The generated image thus shows much improved (but probably not perfect) ability

to render the farm scene as the car moves in and out of the barn and as the mouse

is used to manipulate the view.

Adding the ability to change the viewing distance while viewing the scene further

develops the Version 2. Using „I‟ and „O‟ keys to move „in‟ or „out‟ can do this.

A mouse control is provided as well to perform this operation. Hitting the „N‟ key

and selecting the New button will bring it back to the initial image.

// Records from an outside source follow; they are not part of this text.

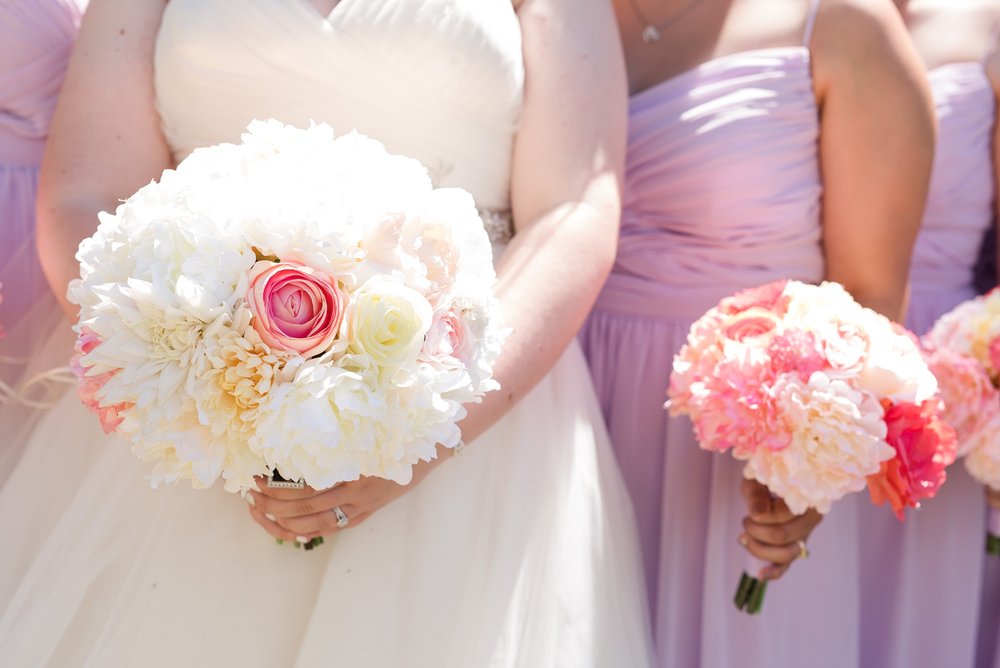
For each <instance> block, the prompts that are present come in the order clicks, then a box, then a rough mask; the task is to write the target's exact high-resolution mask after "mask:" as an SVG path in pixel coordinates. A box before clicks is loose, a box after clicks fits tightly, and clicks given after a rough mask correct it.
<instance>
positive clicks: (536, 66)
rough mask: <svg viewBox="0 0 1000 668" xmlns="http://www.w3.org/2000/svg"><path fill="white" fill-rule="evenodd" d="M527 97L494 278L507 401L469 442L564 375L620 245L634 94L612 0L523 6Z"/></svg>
mask: <svg viewBox="0 0 1000 668" xmlns="http://www.w3.org/2000/svg"><path fill="white" fill-rule="evenodd" d="M518 16H519V17H520V21H521V30H522V34H523V40H524V47H523V48H524V58H525V68H526V85H525V99H524V108H523V112H522V115H521V126H520V129H519V131H518V133H517V137H516V140H515V145H514V156H513V171H512V174H511V198H512V208H513V215H514V224H515V228H516V232H517V233H516V234H515V236H514V239H513V241H512V242H511V244H510V246H509V248H508V249H507V250H506V252H505V253H504V255H503V257H502V259H501V261H500V263H499V266H498V267H497V274H498V278H499V283H498V296H499V298H500V300H501V301H502V303H503V304H504V313H505V314H506V319H507V322H508V324H509V325H510V326H511V327H512V328H513V330H514V332H513V334H512V335H511V336H510V337H509V338H508V340H507V343H506V344H505V346H504V353H503V355H502V357H501V359H500V360H499V361H498V363H497V366H496V377H497V379H498V380H499V382H500V385H501V388H502V389H501V390H500V391H499V392H494V393H491V394H488V395H487V396H486V399H485V401H484V402H483V403H482V404H478V405H475V406H471V407H470V408H469V415H468V417H467V418H466V419H465V420H464V421H463V422H462V434H463V436H464V437H465V439H466V440H467V441H468V440H472V439H474V438H475V437H477V436H479V435H480V434H481V433H482V432H483V431H485V430H486V429H487V428H488V427H489V426H490V425H492V424H493V423H494V422H496V421H497V419H499V418H500V417H501V416H502V415H504V414H505V413H506V412H507V411H508V410H510V408H511V406H513V405H514V404H515V403H516V402H517V401H518V400H520V399H521V398H522V397H523V396H524V395H525V394H526V393H527V392H528V391H529V390H530V389H531V388H532V387H533V386H534V385H535V383H537V382H538V381H539V380H540V379H541V378H542V376H544V375H545V373H546V372H548V370H549V369H551V368H552V366H553V365H554V364H555V362H556V360H557V359H558V358H559V356H560V355H561V354H562V353H563V351H564V350H565V349H566V346H567V345H568V344H569V342H570V341H571V340H572V338H573V337H574V336H575V335H576V333H577V331H578V330H579V328H580V327H581V326H582V324H583V321H584V318H586V316H587V313H588V312H589V311H590V308H591V306H592V305H593V302H594V300H595V299H596V297H597V293H598V291H599V290H600V288H601V286H602V285H603V283H604V280H605V278H606V277H607V275H608V272H609V271H610V270H611V265H612V262H613V261H614V256H615V245H616V242H617V238H618V218H619V214H620V206H621V205H620V197H619V193H620V189H621V178H622V170H623V164H624V145H625V124H626V109H627V92H626V85H625V70H624V63H623V60H622V56H621V53H620V47H619V44H618V38H617V32H616V31H615V19H614V15H613V14H612V12H611V7H610V3H608V2H607V0H523V2H521V3H520V6H519V7H518Z"/></svg>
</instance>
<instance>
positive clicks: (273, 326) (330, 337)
mask: <svg viewBox="0 0 1000 668" xmlns="http://www.w3.org/2000/svg"><path fill="white" fill-rule="evenodd" d="M249 279H250V286H249V289H248V290H247V307H248V308H249V309H250V311H251V312H252V313H253V315H254V318H253V322H252V326H253V328H254V329H255V330H256V331H257V333H258V334H259V335H260V338H261V340H262V341H263V342H264V343H266V344H267V345H268V346H270V347H271V348H272V349H273V350H280V351H284V352H290V353H298V354H299V355H302V356H303V357H313V356H315V355H319V354H321V353H324V352H326V351H327V350H328V349H329V348H330V346H331V345H332V344H333V340H334V339H335V338H336V337H337V332H338V330H339V329H340V323H341V321H342V320H343V317H344V297H343V294H342V293H341V291H340V288H339V287H338V285H337V281H336V280H335V279H334V278H333V277H332V276H329V275H327V274H325V273H323V272H321V271H318V270H316V269H313V268H312V267H307V266H305V265H299V264H293V263H291V262H271V261H268V260H264V261H261V262H258V263H256V264H255V265H254V266H253V267H251V268H250V272H249Z"/></svg>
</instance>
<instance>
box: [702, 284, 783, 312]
mask: <svg viewBox="0 0 1000 668" xmlns="http://www.w3.org/2000/svg"><path fill="white" fill-rule="evenodd" d="M787 284H788V281H772V282H771V283H767V284H766V285H762V286H760V287H757V288H750V289H749V290H743V291H742V292H737V293H736V294H735V295H733V296H731V297H726V298H725V299H723V300H722V301H721V302H719V310H720V311H722V312H723V313H727V314H729V315H733V314H736V313H742V312H743V311H746V310H748V309H751V308H754V307H759V308H763V309H767V310H768V311H774V312H775V313H778V314H783V313H784V312H785V308H786V306H787V298H786V299H784V300H783V299H782V296H783V295H784V292H785V286H786V285H787Z"/></svg>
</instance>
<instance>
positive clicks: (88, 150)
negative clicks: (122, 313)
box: [0, 0, 649, 668]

Additionally, an animation is provided in the farm scene by considering the silo

(with its top) to be a rocket.

A launch button „L‟ is provided to lift off and fly the silo rocket through a simple

parabolic trajectory ending by entering and stopping in the barn. A default view

position is provided. By pressing „S‟ the silo stops traversing. Finally, „R‟ resets

the position of the silo by bringing it back to its home position.

This animation can also done by using the Drop-down menu provided on the top.

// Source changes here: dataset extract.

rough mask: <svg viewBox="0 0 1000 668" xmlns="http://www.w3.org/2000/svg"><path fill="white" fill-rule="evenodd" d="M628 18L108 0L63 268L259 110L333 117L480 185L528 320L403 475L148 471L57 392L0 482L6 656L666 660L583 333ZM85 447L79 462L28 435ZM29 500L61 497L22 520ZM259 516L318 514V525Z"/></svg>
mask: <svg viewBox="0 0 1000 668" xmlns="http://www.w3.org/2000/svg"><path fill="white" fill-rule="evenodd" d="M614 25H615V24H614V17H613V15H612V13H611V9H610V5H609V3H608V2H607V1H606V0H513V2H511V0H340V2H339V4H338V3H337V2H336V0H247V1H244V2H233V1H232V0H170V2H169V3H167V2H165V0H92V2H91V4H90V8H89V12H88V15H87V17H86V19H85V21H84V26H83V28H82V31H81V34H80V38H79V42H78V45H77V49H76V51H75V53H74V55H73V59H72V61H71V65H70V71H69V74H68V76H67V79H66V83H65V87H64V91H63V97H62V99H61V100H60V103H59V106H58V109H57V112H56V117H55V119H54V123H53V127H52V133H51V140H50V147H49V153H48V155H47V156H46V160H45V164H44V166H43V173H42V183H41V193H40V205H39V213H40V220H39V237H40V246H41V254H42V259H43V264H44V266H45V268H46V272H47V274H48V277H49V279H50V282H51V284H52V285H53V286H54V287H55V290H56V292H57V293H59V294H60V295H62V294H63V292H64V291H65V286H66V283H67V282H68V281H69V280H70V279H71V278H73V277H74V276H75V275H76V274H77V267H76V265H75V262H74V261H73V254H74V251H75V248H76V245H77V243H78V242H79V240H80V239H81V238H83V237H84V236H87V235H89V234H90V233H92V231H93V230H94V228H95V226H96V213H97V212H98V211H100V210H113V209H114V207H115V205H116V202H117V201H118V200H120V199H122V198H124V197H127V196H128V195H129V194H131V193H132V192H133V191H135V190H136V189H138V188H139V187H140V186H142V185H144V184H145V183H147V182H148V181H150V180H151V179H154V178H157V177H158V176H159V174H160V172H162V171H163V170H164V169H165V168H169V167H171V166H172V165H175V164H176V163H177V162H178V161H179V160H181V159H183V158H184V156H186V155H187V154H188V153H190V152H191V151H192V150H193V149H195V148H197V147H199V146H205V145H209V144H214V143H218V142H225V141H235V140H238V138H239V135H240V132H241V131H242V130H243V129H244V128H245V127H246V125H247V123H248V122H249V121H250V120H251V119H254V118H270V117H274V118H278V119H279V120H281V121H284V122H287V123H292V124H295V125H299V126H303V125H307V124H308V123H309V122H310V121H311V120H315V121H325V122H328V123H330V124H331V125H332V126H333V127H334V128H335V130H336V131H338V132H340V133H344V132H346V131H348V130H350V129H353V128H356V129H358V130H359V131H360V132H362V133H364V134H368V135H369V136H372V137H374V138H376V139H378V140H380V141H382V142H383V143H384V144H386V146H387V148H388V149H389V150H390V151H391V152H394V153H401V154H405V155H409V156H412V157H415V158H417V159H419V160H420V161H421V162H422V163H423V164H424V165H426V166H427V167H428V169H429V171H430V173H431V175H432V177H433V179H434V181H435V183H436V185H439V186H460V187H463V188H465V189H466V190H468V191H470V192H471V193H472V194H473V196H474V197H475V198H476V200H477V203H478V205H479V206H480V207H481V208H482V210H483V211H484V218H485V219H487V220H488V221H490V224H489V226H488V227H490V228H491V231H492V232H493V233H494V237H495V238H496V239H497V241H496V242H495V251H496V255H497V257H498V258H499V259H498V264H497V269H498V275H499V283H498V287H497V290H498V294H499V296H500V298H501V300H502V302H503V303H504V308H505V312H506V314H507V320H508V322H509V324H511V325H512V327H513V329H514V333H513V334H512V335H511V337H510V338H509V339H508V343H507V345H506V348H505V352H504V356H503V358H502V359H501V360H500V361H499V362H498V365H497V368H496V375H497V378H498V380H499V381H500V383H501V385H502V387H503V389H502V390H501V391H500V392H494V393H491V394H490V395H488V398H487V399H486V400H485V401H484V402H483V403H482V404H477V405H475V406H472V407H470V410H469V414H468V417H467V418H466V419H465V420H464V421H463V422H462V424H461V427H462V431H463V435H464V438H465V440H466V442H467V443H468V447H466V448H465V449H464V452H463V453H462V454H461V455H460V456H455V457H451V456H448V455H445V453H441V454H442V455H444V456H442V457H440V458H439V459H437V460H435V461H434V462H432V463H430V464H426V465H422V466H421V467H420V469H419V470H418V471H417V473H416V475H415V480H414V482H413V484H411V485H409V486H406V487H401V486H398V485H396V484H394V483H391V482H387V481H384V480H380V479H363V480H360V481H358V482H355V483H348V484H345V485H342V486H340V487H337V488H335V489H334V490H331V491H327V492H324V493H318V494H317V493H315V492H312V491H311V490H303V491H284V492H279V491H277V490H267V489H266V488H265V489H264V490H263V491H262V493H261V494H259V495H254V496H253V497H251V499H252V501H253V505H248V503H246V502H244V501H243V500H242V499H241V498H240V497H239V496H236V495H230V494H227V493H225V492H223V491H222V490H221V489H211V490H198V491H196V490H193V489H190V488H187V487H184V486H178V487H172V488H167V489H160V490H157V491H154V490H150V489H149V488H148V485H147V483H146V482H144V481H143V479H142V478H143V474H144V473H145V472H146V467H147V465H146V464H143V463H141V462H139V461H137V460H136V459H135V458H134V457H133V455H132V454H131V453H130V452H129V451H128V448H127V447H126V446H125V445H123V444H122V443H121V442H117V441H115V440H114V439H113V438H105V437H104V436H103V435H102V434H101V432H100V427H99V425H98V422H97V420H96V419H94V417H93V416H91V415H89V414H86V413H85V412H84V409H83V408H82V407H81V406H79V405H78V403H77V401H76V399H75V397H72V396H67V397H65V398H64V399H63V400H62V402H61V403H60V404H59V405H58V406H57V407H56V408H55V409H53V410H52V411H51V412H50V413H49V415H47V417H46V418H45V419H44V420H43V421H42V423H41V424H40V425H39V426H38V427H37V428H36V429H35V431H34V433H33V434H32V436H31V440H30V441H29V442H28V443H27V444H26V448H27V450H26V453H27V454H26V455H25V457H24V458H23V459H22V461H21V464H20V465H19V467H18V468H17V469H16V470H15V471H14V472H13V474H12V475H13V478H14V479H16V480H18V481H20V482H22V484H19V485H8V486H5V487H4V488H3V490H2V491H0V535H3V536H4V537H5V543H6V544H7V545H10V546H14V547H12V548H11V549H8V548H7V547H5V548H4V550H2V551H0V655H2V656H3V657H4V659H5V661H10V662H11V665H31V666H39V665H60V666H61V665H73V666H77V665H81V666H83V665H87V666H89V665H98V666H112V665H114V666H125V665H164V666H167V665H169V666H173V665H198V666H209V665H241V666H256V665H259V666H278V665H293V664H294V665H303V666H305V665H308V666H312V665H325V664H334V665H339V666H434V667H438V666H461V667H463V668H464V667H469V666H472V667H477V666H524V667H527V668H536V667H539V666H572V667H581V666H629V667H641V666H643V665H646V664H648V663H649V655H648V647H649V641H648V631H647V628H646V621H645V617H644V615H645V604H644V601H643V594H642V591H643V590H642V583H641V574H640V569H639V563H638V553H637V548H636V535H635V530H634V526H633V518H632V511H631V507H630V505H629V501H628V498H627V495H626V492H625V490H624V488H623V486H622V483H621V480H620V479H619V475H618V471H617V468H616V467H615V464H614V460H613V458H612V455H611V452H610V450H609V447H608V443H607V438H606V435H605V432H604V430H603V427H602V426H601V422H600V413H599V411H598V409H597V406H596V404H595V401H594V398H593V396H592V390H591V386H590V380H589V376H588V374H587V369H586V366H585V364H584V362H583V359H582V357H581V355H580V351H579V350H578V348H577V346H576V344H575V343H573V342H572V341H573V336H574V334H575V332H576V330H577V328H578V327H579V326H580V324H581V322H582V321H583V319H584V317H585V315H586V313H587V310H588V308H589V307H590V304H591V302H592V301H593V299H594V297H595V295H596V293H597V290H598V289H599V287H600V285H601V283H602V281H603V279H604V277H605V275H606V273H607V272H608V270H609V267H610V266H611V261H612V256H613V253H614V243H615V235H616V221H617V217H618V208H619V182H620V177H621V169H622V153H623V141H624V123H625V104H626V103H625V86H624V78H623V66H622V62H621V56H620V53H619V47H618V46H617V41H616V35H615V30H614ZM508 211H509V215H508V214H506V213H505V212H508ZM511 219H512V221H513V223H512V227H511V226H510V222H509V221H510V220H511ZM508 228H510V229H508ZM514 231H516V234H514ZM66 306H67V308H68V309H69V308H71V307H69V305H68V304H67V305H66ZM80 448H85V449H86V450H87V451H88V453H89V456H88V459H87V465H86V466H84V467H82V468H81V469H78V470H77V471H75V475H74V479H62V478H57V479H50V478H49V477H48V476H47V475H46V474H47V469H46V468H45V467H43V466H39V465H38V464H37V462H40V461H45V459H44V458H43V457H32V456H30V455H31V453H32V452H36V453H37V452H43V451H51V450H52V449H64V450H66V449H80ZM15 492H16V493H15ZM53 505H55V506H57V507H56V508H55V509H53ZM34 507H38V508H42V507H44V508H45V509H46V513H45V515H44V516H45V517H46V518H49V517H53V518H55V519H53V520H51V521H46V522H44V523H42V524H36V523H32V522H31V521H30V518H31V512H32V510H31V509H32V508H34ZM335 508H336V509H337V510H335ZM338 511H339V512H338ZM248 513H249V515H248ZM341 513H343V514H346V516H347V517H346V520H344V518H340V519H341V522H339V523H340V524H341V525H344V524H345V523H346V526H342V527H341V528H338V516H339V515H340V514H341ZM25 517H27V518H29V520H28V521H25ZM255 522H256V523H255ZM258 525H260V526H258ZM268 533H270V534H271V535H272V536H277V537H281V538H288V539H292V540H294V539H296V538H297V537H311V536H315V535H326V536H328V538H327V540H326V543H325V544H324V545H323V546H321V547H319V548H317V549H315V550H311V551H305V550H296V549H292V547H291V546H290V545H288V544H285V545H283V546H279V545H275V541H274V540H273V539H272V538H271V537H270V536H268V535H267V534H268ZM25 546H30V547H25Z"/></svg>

Three different buttons are provided – Launch, Stop, Reset to perform the same

operations as above.

A dialog box is provided which allows the viewer to input a specific viewing

location in terms of x, y, and z coordinate values.

This box can be found by clicking the View button provided on the top. After

entering the desired values, the user will then be placed at the specified position

and will be looking directly at the origin.